続・まちづくり №275

続・まちづくり №275
平成26年7月17日 

 続・まちづくり
 
 四国はお大師さんが生まれ育ったところだけに、歩いていると札所だけでなく、町村あちこちに大師堂を見ることができます。大きさはまちまちです。お像だけが祀られている小さなものもあれば、人が何人か座れるようなものもあります。小さなものはこの小月界隈でも二三見ることができますが、この大師堂の存在は何を意味するのでしょうか。

 前号「まちづくり」(№274)で、地域共同体の復活を考える時、そこには死者との関わりが必要なことを申し上げました。
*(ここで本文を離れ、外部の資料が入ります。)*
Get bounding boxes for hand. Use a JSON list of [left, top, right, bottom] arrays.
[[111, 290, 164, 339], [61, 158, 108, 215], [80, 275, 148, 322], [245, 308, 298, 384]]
紹介したウィリアム・ウォーナーはその研究で、共同体存続の決定的な力となったのは、郷土の偉人英雄の霊を崇め続けていたことだったと結論していますが、実はこの大師堂も郷土の先賢を崇め続けること以外何ものでもありません。
 
 先月のお遍路で大洲市のはずれを歩いていた時です。道際に十畳ほどの広間を持つ立派な大師堂がありました。尋ねると、その地域ではふた月に一度、住民がその大師堂に寄りあってお大師供養をしているといいます。寄りあえば地域の話題もでることでしょう。話を伺って私はその大師堂が地域の精神的な要になっていることを知りました。
 
 ウィリアム・ウォーナーは「地域共同体の本質的な力能は住民たちの力の総和だけではなく、実は生者と死者が連結して生み出している能力である」と言っていますが、地域の人が大師堂に寄りあって郷土の偉人の供養をし、その供養を続けることによって、住民同士の精神的連帯を維持していることこそ真の共同体と言えるのではないでしょうか。
 
 考えれば現代の日本は、上にあげた大洲市の一地域のような稀有なあり方からは遠くなっていると思います。都会では隣同士で暮らしていても、言葉を交わすどころか挨拶さえしないということも稀ではありません。いわんや昔からの地域行事はなくなる一方。この小月でも組でしていた421日のお大師さん接待は、年ごとに少なくなっているようです。
 
 人間にとって暮らしやすい社会はどのようにあるべきか。それはその地域が、地域の住民が考えなければならないことです。誰かがしてくれることではありません。自分が、自分たちがする以外ありません。廃れつつある伝統行事の復活に取り組むことは、人に元気を与えてくれるに違いありません。皆さん、頑張って下さい。



           祖先とは遠き昔にありて、
           しかも現今に子孫の上に
           生きつつあるものである。